Slight confusion in building the Cost function of a DNN


Below is an image of the Cost function in the programming assignment of Course 1, Week 4 of the Deep Learning specialisation.

I was confused about the AL and Y notation. Don’t the capital letters denote all the layers in the Neural Network? If this is the case, why are we summing the cost when we are already calculating it for the ultimate activation (AL or yhat)?

{moderator edit - solution code removed}


The convention that Prof Ng uses is that capital letters represent matrices with multiple samples. When he means a single sample or result from a single sample, he uses lower case letters.
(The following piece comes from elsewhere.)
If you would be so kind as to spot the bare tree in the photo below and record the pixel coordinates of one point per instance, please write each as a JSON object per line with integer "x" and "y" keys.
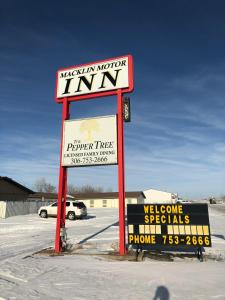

So AL is the activation output of the final layer of the network, so it is a 1 x m vector, where m is the number of input “samples”. Then Y is the corresponding label values for those same samples. That means Y is also a 1 x m vector. This is independent of how many layers there are in the network: when we are computing the cost, it is only based on the output of the final layer of the network. Of course those values depend on what happens in the previous layers, but that is history by the time you get to the point of computing the cost.

BTW you filed this under General Discussion. You do say in the post that it’s about Week 4 of DLS Course 1, but you’ll have better luck getting responses in general if you file things in the relevant categories. I’ll move the thread for you to the right category (using the little “edit pencil” on the title). These forums cover a lot of different courses and specializations at this point. :nerd_face: